The usual arguments in favor of machine generated lexers and parsers apply.

支持机器生成的词法分析器和解析器的常用论据适用。

回答by cletus

This seems to do it:

这似乎做到了:

private final static String PATTERN = "\*+";

public static void main(String args[]) {
    Pattern p = Pattern.compile("(.*?)(\[/?code\])", Pattern.DOTALL);
    String s = "test 1 ** [code]test 2**blah[/code] test3 ** blah [code] test * 4 [code] test 5 * [/code] * test 6[/code] asdf **";
    Matcher m = p.matcher(s);
    StringBuffer sb = new StringBuffer(); // note: it has to be a StringBuffer not a StringBuilder because of the Pattern API
    int codeDepth = 0;
    while (m.find()) {
        if (codeDepth == 0) {
            m.appendReplacement(sb, m.group(1).replaceAll(PATTERN, ""));
        } else {
            m.appendReplacement(sb, m.group(1));
        }
        if (m.group(2).equals("[code]")) {
            codeDepth++;
        } else {
            codeDepth--;
        }
        sb.append(m.group(2));
    }
    if (codeDepth == 0) {
        StringBuffer sb2 = new StringBuffer();
        m.appendTail(sb2);
        sb.append(sb2.toString().replaceAll(PATTERN, ""));
    } else {
        m.appendTail(sb);
    }
    System.out.printf("Original: %s%n", s);
    System.out.printf("Processed: %s%n", sb);
}

Its not a straightforward regex but I don't think you can do what you want with a straightforward regex. Not with handling nested elements and so forth.

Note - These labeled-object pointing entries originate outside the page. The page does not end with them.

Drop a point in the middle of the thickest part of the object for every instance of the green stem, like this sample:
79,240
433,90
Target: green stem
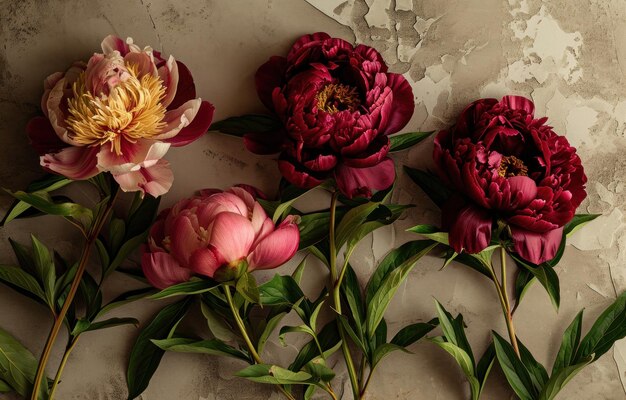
98,223
246,337
66,356
501,288
335,280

它不是一个简单的正则表达式,但我认为你不能用一个简单的正则表达式做你想做的事。不是处理嵌套元素等等。

回答by shsmurfy

As mentioned by other posters, regular expressions are not the best tool for the job because they are almost universally implemented as greedy algorithms. This means that even if you tried to match code blocks using something like:

正如其他发帖人所提到的,正则表达式不是这项工作的最佳工具,因为它们几乎普遍实现为贪婪算法。这意味着即使您尝试使用以下内容匹配代码块:

(\[code\].*\[/code\])

Then the expression will match everything from the first [code]tag to the last [/code]tag, which is clearly not what you want. While there are ways to get around this, the resulting regular expressions are usually brittle, unintuitive, and downright ugly. Something like the following python code would work much better.

然后表达式会匹配从第一个[code]标签到最后一个[/code]标签的所有内容,这显然不是你想要的。虽然有办法解决这个问题,但生成的正则表达式通常很脆弱、不直观,而且非常丑陋。像下面的 python 代码这样的东西会工作得更好。

output = []
def add_brs(str):
    return str.replace('\n','<br/>\n')
# the first block will *not* have a matching [/code] tag
blocks = input.split('[code]')
output.push(add_brs(blocks[0]))
# for all the rest of the blocks, only add <br/> tags to
# the segment after the [/code] segment
for block in blocks[1:]:
    if len(block.split('[/code]'))!=1:
        raise ParseException('Too many or few [/code] tags')
    else:
        # the segment in the code block is pre, everything
        # after is post
        pre, post = block.split('[/code]')
        output.push(pre)
        output.push(add_brs(post))
# finally join all the processed segments together
output = "".join(output)

Note the above code was nottested, it's just a rough idea of what you'll need to do.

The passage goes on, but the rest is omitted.